Issues of voluntarily bugging your own home aside (as Alexa is always listening for her activation word), I still don’t quite get the device. It’s still more of a novelty than a useful tool, having yet to jump that gap. My tablet used to exist more on the novelty side for a long time until it finally found its niche in my life, so we’ll see what happens here.
So what is the Echo? It’s a tube that’s an audio-activated computer coupled with a booming speaker. It listens for prompts that start with the word “Alexa” and then provides feedback or music based on that. You can ask it to play songs, give you the weather, deliver a news briefing, answer questions, set timers, and so on.

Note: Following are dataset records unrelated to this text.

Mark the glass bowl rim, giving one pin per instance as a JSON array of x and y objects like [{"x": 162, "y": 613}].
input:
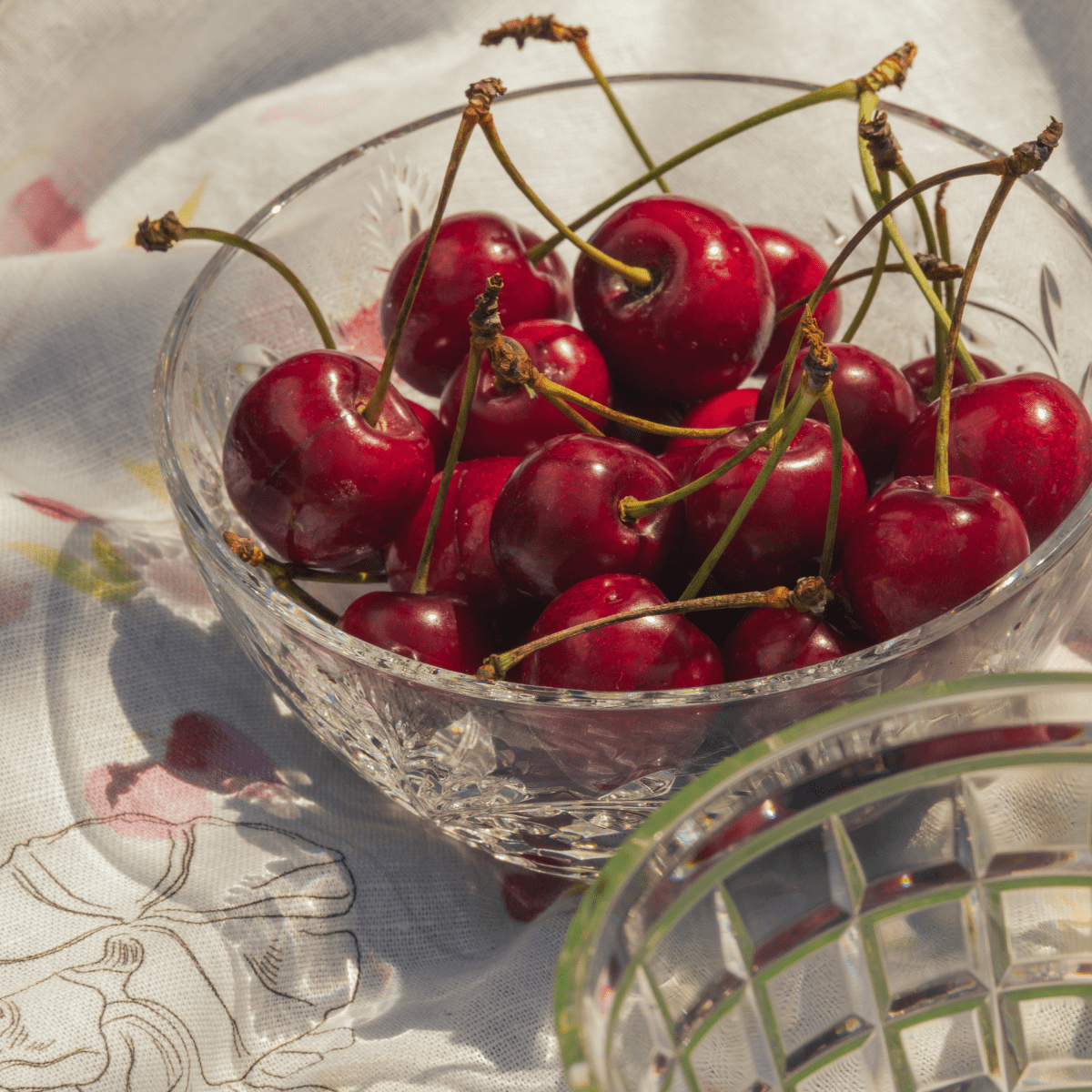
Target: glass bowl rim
[
  {"x": 604, "y": 894},
  {"x": 205, "y": 536}
]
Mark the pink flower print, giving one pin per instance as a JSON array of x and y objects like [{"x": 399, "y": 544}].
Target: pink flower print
[{"x": 39, "y": 218}]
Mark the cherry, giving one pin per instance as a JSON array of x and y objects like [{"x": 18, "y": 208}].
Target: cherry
[
  {"x": 875, "y": 403},
  {"x": 557, "y": 520},
  {"x": 795, "y": 268},
  {"x": 512, "y": 423},
  {"x": 920, "y": 374},
  {"x": 782, "y": 536},
  {"x": 435, "y": 628},
  {"x": 730, "y": 409},
  {"x": 666, "y": 652},
  {"x": 707, "y": 319},
  {"x": 470, "y": 248},
  {"x": 462, "y": 562},
  {"x": 913, "y": 555},
  {"x": 1029, "y": 435},
  {"x": 438, "y": 436},
  {"x": 306, "y": 470},
  {"x": 769, "y": 640}
]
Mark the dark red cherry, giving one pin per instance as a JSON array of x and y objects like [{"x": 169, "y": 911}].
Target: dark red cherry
[
  {"x": 911, "y": 555},
  {"x": 438, "y": 436},
  {"x": 462, "y": 562},
  {"x": 435, "y": 628},
  {"x": 920, "y": 374},
  {"x": 769, "y": 640},
  {"x": 782, "y": 536},
  {"x": 1029, "y": 435},
  {"x": 661, "y": 653},
  {"x": 317, "y": 483},
  {"x": 707, "y": 319},
  {"x": 875, "y": 403},
  {"x": 513, "y": 423},
  {"x": 795, "y": 268},
  {"x": 557, "y": 520},
  {"x": 722, "y": 410},
  {"x": 470, "y": 247}
]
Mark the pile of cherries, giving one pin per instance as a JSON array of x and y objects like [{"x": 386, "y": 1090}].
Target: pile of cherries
[{"x": 534, "y": 535}]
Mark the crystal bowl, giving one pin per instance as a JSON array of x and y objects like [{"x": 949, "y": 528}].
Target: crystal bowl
[
  {"x": 866, "y": 901},
  {"x": 555, "y": 779}
]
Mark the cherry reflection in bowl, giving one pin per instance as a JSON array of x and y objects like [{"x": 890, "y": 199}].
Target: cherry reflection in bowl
[{"x": 552, "y": 778}]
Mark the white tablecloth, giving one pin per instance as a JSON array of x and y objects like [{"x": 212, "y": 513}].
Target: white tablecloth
[{"x": 192, "y": 889}]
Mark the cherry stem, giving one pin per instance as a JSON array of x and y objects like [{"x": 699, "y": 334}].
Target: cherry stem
[
  {"x": 485, "y": 331},
  {"x": 480, "y": 96},
  {"x": 942, "y": 485},
  {"x": 639, "y": 278},
  {"x": 834, "y": 420},
  {"x": 285, "y": 574},
  {"x": 797, "y": 410},
  {"x": 551, "y": 390},
  {"x": 847, "y": 88},
  {"x": 878, "y": 268},
  {"x": 809, "y": 596},
  {"x": 631, "y": 509},
  {"x": 943, "y": 272},
  {"x": 970, "y": 170},
  {"x": 866, "y": 105},
  {"x": 162, "y": 234}
]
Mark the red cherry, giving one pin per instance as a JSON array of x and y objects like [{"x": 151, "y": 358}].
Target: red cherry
[
  {"x": 314, "y": 480},
  {"x": 912, "y": 555},
  {"x": 470, "y": 248},
  {"x": 705, "y": 321},
  {"x": 513, "y": 423},
  {"x": 462, "y": 562},
  {"x": 438, "y": 436},
  {"x": 1029, "y": 435},
  {"x": 875, "y": 403},
  {"x": 782, "y": 536},
  {"x": 769, "y": 640},
  {"x": 722, "y": 410},
  {"x": 557, "y": 520},
  {"x": 795, "y": 268},
  {"x": 666, "y": 652},
  {"x": 435, "y": 628},
  {"x": 920, "y": 374}
]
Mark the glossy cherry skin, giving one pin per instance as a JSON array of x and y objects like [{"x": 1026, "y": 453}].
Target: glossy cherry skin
[
  {"x": 661, "y": 653},
  {"x": 513, "y": 423},
  {"x": 462, "y": 562},
  {"x": 782, "y": 536},
  {"x": 795, "y": 268},
  {"x": 722, "y": 410},
  {"x": 705, "y": 321},
  {"x": 920, "y": 374},
  {"x": 470, "y": 247},
  {"x": 876, "y": 404},
  {"x": 557, "y": 520},
  {"x": 912, "y": 556},
  {"x": 317, "y": 483},
  {"x": 1029, "y": 435},
  {"x": 769, "y": 640},
  {"x": 435, "y": 628}
]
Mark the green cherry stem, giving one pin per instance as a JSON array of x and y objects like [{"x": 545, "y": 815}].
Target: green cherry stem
[
  {"x": 162, "y": 234},
  {"x": 890, "y": 71},
  {"x": 1026, "y": 158},
  {"x": 808, "y": 596},
  {"x": 797, "y": 410},
  {"x": 485, "y": 331},
  {"x": 637, "y": 277},
  {"x": 480, "y": 98},
  {"x": 878, "y": 268}
]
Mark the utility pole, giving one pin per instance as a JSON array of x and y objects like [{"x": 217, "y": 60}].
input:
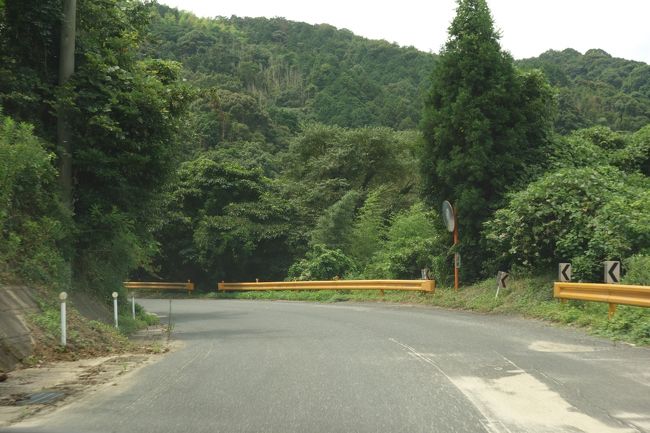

The thing is that I use this so infrequently when I’m in the kitchen, which is kind of a shame because I probably spend about an hour there every day cooking dinner, making lunches, and helping the kids with homework. The news briefing is nice, particularly because you can customize it to include certain segments. The music… is not so great.
The problem is that Echo is fully tied into the Amazon ecosystem, so while it can access music that I’ve purchased through Amazon, it won’t touch iTunes or my computer’s hard drive. So I can’t have it play the exact music I want to hear, and I can’t set it up with Spotify without a Spotify premium account, and so on. It just doesn’t have the best array of radio stations or access to music. I can upload 250 songs to Amazon’s cloud drive for free, but the next step past that is $25 or so to get 250,000 song storage for a year. I’m not about to spend money to upload music just for a year.
I could use the Echo as a bluetooth speaker for my phone, which has the music that I want. But I already had a bluetooth speaker and if I’m going to use the Echo for music, I’d want it to be fully voice activated (versus having to take out my phone, turn on bluetooth, and play my music).
Other features of the Echo, such as accessing smart gadgets (which our house has none), are not needed at all. My commute is five minutes down the road; I don’t really need Alexa to tell me traffic conditions. The various apps that you can load seem more gimmicky than not, although I haven’t explored these fully. I haven’t tried having it access Audible to read my books, but I probably won’t do that because I don’t always want my kids to hear some of the words in them (I usually wear headphones if I’m doing chores and book-listening).
I’d hate for this device to become a paperweight, so I’m still looking for its purpose. If it could access all of my music, that would be a huge benefit — I would love to be able to turn on my tunes on demand. As it is, I’m still looking.